Within this context, both internal and external security checks are carried out. Automated internal security checks also cover passwords for individual restricted access. Both newly selected and existing passwords are subjected to adequate triviality tests and checked for other known weaknesses. The user will be notified of any weaknesses found. If they pose an imminent danger, access restrictions may temporarily be imposed until all weaknesses have been remedied.
Personal passwords of FIAS users will never be stored in clear text or transmitted to third parties in any form during the course of such security measures or regular operation, with the exception of notification of initial passwords using specially protected form sheets and the short-term processing on FIAS systems for registration or authentication. Such procedures are limited to the necessary exchange of information between the user and FIAS.
Data protection by encryption
For the best possible protection of the data of our visitors, partners, and members, our web pages and all other services dealing with personal data apply encryption on the basis of SSL or TLS.
In the case of web services, this is indicated by addresses with the prefix https://.
In addition, our systems declare obligatory encryption for visitors of our web pages (HSTS), which leads to an encrypted connection being established by current browsers even after a web address of an unencrypted resource (i.e. without prefix or with prefix http://) has been entered.
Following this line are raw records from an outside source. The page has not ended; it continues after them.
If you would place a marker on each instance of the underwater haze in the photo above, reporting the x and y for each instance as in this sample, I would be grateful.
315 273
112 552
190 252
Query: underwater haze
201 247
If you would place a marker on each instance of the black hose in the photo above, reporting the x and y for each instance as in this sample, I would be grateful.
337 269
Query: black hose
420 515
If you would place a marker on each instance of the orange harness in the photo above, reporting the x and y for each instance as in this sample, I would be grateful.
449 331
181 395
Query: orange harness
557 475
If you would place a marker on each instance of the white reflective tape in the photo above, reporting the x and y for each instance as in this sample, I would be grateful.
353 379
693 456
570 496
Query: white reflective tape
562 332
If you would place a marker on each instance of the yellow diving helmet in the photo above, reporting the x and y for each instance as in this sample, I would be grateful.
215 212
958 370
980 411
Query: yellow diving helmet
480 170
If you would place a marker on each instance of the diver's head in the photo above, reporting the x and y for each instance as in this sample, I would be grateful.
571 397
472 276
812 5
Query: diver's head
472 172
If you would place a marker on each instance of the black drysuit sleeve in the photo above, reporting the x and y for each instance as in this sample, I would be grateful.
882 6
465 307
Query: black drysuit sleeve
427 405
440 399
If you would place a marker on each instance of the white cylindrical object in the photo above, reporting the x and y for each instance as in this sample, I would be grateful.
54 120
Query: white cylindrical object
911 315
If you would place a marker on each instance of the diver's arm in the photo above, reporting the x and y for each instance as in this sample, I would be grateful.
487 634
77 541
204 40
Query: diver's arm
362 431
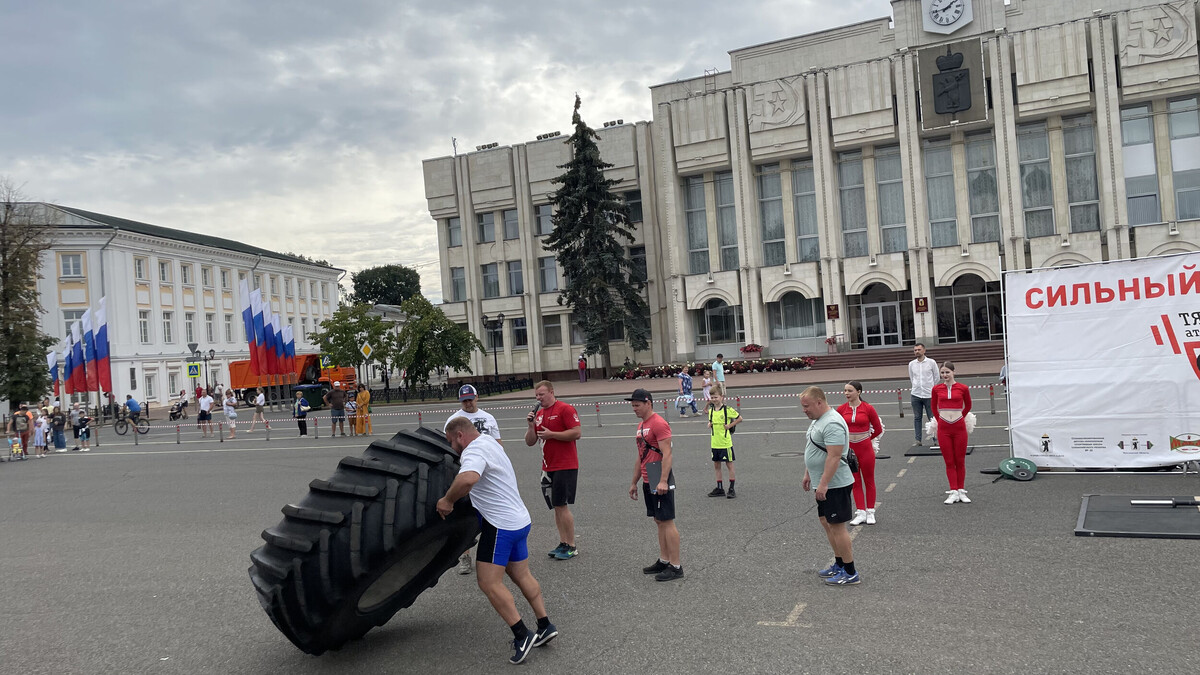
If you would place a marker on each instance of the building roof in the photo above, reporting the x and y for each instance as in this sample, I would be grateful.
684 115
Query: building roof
198 239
With a modern browser, this protects all transmitted data (especially login data and other sensitive information) against reading by unauthorized third parties.
In addition, we support common methods for e-mail encryption (PGP, S/MIME) and, on request, file exchange via an institute-owned platform.
Links to external resources
Our web presences contain links to other web pages and to external downloads which are beyond our sphere of influence. By selecting such links you will leave the scope of this privacy notice.
Accordingly, we cannot assume any responsibility for the use of those external resources and traces of data left there. Nevertheless, if we are made aware of problematic offers, we will immediately remove the corresponding links.